The film resistivity of the transparent conductive film obtained by sputtering the sputtering target for a transparent conductive film formed of an oxide sintered body containing In, Sn, and Si is higher as the content of Sn is higher. Therefore, in order to obtain a transparent conductive film having high film resistivity, at least one of the Sn content and the Si content may be increased. That is, even if the Sn content is small, if the Si content is increased accordingly, a transparent conductive film having high film resistivity can be obtained. However, with respect to the chemical resistance of the transparent conductive film, even if the Si content is increased, the Sn content does not increase as long as it is small. Therefore, in order to obtain sufficient chemical resistance of the transparent conductive film, it is necessary to make the Sn content of the target SnO ₂ Converted to 15.0 mass% or more. In addition, the Sn content of the target is SnO ₂ In the case of 15.0 mass% or more in terms of Si content, Si content is SiO in order to obtain a transparent conductive film having a sufficiently high film resistivity ₂ Converted to 3.0% by mass or more, but not necessarily 10.0% by mass.

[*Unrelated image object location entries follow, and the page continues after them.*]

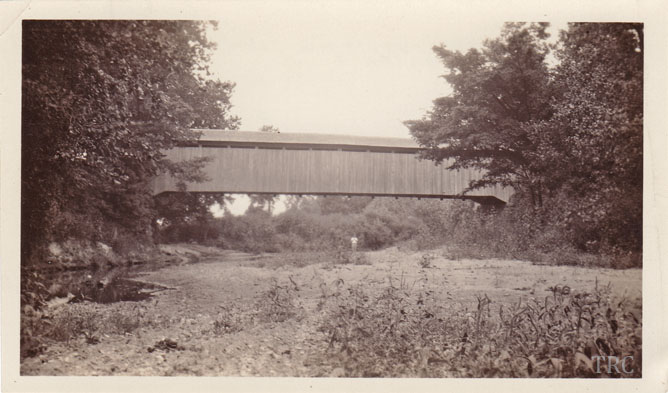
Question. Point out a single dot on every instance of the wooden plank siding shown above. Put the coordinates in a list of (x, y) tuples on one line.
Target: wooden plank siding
[(295, 164)]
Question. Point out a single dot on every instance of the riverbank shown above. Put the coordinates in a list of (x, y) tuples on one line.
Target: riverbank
[(237, 314)]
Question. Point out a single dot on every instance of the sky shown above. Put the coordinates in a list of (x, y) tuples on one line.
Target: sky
[(344, 68), (338, 68)]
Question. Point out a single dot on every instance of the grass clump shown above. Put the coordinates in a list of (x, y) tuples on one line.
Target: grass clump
[(403, 333)]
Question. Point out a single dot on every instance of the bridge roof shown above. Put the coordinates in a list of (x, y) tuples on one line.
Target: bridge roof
[(302, 140)]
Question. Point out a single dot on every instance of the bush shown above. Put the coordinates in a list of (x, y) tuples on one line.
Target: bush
[(403, 333)]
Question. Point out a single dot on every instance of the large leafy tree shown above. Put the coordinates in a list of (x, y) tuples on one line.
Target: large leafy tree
[(497, 92), (567, 138), (591, 149), (101, 101)]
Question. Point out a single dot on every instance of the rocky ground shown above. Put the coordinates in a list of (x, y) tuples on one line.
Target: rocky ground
[(234, 314)]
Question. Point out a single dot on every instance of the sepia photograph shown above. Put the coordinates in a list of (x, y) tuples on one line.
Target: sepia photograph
[(331, 191)]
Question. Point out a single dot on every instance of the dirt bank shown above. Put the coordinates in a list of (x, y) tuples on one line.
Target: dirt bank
[(223, 315)]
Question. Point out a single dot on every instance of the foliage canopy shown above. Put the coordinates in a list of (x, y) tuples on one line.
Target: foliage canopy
[(101, 100)]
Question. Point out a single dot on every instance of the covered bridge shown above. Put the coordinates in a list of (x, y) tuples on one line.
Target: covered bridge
[(317, 164)]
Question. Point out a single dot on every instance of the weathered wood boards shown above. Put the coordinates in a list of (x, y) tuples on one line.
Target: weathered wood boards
[(254, 162)]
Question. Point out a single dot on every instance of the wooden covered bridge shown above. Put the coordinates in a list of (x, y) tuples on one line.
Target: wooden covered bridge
[(244, 162)]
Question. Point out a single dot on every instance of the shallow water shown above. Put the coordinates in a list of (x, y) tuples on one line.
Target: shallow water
[(106, 286)]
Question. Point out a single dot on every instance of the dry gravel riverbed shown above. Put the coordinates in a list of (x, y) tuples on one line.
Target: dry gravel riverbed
[(224, 315)]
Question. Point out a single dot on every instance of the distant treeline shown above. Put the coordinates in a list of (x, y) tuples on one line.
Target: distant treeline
[(461, 229), (560, 123)]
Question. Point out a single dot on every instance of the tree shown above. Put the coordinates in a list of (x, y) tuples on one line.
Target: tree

On the other hand, if the Sn content of the target is SnO ₂ If the conversion exceeds 65.0 mass%, the resistivity becomes high, and DC sputtering cannot be performed. That is, the sputtering target for transparent conductive film of the present invention is prepared by adding SnO ₂ A Sn content of 15.0 to 65.0 mass% in terms of SiO ₂ The combination of Si contents in terms of 3.0 mass% or more and less than 10.0 mass% enables DC sputtering, and the combination can achieve both high film resistivity and high chemical resistance of the formed transparent conductive film.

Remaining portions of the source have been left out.